Fallen For The Straight Girl…

I am a 40 something year old lesbian and have worked over the past year with a straight married woman. We have spent a lot of time together on a project at work, and on many weeks I’ve spent more time with her than my girlfriend. We get along really well, and we joke around and have fun when we are not in meetings. I have developed some strong feelings for her but I know there is no chance that these feelings can ever be acted on. She’s never made any suggestions to me that she has any reciprocal feelings for me; she’s married and she has a couple of children. I do not have any expectations for anything more than a friendship; however, as much as I try to tell myself it’s inappropriate and wrong (because I’m in a relationship), I can’t get her out of my mind.

I am seeking advice on whether I should tell her how I feel and risk that she will never talk to me again, or should I just enjoy the friendship and focus my energy on sorting out my long term relationship. Thanks in advance for your input.




Comments

I would choose option B. A lot of the advice given to people here at TLQ has a “Go for it!” tone, but I think your case is a true exception. She’s straight, she’s married, and she has kids. How she feels for you is irrelevant. I understand it can be hard to get her out of your head, but maybe that is where you need to evaluate your own relationship.

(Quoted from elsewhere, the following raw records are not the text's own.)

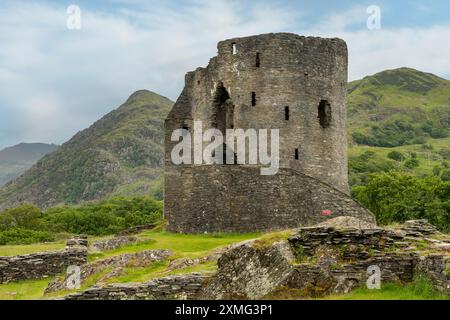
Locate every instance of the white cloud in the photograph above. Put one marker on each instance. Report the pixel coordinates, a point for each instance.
(56, 81)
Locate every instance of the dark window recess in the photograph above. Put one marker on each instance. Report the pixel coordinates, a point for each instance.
(324, 114)
(234, 48)
(286, 113)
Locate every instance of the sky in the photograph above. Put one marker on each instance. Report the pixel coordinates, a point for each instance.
(56, 80)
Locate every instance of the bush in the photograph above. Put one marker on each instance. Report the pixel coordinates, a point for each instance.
(397, 197)
(105, 217)
(27, 224)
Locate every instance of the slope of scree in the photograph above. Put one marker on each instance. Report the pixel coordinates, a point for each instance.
(120, 154)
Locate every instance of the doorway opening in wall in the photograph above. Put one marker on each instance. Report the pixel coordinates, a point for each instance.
(324, 113)
(286, 113)
(223, 113)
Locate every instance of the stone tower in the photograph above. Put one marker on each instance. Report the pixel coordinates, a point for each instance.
(273, 81)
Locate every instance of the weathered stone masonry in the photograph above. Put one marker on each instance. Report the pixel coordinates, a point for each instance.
(44, 264)
(172, 287)
(274, 81)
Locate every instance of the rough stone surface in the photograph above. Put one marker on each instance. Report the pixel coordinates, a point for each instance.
(43, 264)
(437, 268)
(347, 222)
(279, 72)
(249, 272)
(238, 199)
(115, 263)
(180, 287)
(136, 229)
(418, 228)
(112, 243)
(352, 243)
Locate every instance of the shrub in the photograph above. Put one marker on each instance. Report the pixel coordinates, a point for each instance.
(27, 224)
(397, 197)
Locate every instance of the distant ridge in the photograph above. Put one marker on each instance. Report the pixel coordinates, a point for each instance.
(398, 107)
(119, 154)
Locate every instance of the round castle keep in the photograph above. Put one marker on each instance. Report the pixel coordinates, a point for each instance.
(274, 81)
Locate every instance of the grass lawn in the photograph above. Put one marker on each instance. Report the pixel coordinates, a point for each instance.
(23, 290)
(12, 250)
(182, 245)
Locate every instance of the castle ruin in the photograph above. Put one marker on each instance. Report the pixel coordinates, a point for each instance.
(274, 81)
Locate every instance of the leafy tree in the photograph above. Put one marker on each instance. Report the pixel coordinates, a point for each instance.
(396, 197)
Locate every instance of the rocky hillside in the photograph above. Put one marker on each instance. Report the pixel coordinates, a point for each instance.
(17, 159)
(398, 107)
(119, 154)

Maybe this is an opportunity for some excitement where that could be lacking in your current position. Maybe you’re subconsciously looking for an out. Who knows? It’s for you to sort out and not drag anyone (or anyone’s family) into.

Good Luck

Since you spend so much time together and get along, it’s not hard to see why you have “feelings” for your co-worker. And you seem to be having some trouble with your girlfriend. I agree with Evolution. Your co-worker has a family so unless you mean to break that up or offer her a chance to cheat, then keep the relationship as friends only or else stop spending so much time with her. I don’t interfer in other people’s relationships and I don’t want anyone interferring in mine. We can’t control who we develop “feelings” for but we can control our behavior.

Right now you are experiencing the chemical factor. The time your spending together is sending triggers to your brain. With the pleasure/reward center in charge of you, it is natural to want to test this new-found love so that you can insure that you will always feel the rush you feel with her. Problem is this feeling doesn’t last.
Remember when you first started dating your girlfriend and you couldn’t keep your hands off of her? Now things are like the normal long term relationship since the first rush has worn off.
Your system/body is looking for that rush again.
Talk to the girlfriend, tell her you need the rush WITH HER.

Keep your feelings to yourself and when you are thinking of her try to train yourself to stop and focus your mind on other things. I agree with all the other comments – this isn’t a good idea.

If you look at my new post of today you will find that I am in a situation not unlike yours. Far be it from me to give advice because I am working on setting healthy boundaries with my best friend. If I could have helped how I felt when I first fell for my friend, I would have turned that emotion off when I had the chance, and right away. The pain it will cause you is soul shaking. It’s hard to turn our feelings off. But that’s the way it is unfortunately. Good luck, and continue to talk about it here if you need. I’m behind you.